Nickel-based alloys powders with and without nano-Al2O3 (α-Al2O3) addition (Al2O3-free and Al2O3-added, respectively) were deposited on Q235A low carbon steel using plasma transferred arc (PTA) welding machine. Microstructures of the two deposited coatings were studied by optical microscopy, scanning electron microscopy (SEM), X-ray diffraction (XRD) and transmission electron microscope (TEM). More details about the phase compositions and their mass fractions in the deposited coatings were obtained with applying the Rietveld refinement method to analyze XRD patterns. Wear resistance experiment was conducted on one sliding wear machine to value the deposited coatings. The results show that the typical hypoeutectic microstructure and the component segregation exist in the Al2O3-free coating where consists of γ (Ni, Fe), (Fe, Cr)7C3, and (Fe, Cr)2B phases. Adding 0.8 wt.% nano-Al2O3 particles does not change the hypoeutectic microstructure characteristics of the Al2O3-free coating, though refines its microstructure and decreases its component segregation. The nano-Al2O3 particles being mainly tetragonal lattice (γ-Al2O3) which is different to that the added α-Al2O3 particles being rhombohedral lattice exist in the Al2O3-added coating.

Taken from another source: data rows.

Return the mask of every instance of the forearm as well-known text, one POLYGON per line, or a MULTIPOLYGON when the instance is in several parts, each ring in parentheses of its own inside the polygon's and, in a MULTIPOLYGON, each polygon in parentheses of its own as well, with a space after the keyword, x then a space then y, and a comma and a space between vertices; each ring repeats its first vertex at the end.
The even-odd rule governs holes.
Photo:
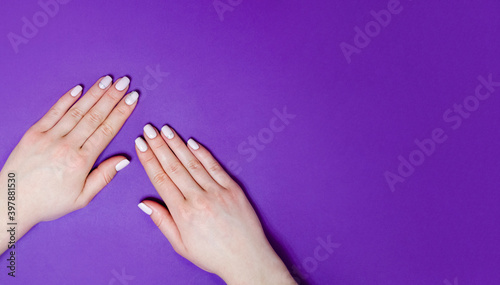
POLYGON ((246 284, 272 284, 291 285, 297 284, 286 268, 280 257, 269 245, 265 252, 254 252, 255 255, 248 256, 242 260, 238 269, 223 274, 222 278, 229 285, 246 284))
MULTIPOLYGON (((0 207, 0 209, 5 209, 5 207, 0 207)), ((2 214, 4 212, 5 216, 7 216, 6 211, 2 211, 2 214)), ((19 239, 32 227, 33 225, 0 219, 0 254, 3 254, 6 250, 16 250, 19 239)))
POLYGON ((14 173, 0 172, 0 254, 15 250, 16 242, 36 223, 20 214, 20 202, 14 173))
POLYGON ((228 285, 296 285, 297 282, 293 279, 286 268, 261 270, 259 272, 249 270, 247 274, 241 274, 231 278, 225 278, 224 281, 228 285))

Adding nano-Al2O3 particles increases the mass fraction of the (Fe, Cr)2B phase and decreases that of the (Fe, Cr)7C3 phase, though such adding has little effect on the mass fraction of the total (Fe, Cr)-rich phases. The substructure of the Al2O3-free coating is mainly dislocations. Adding nano-Al2O3 particles promotes to form stacking faults and dislocation cell wall. The sliding wear resistance of the Al2O3-added coating is higher than that of the Al2O3-free coating.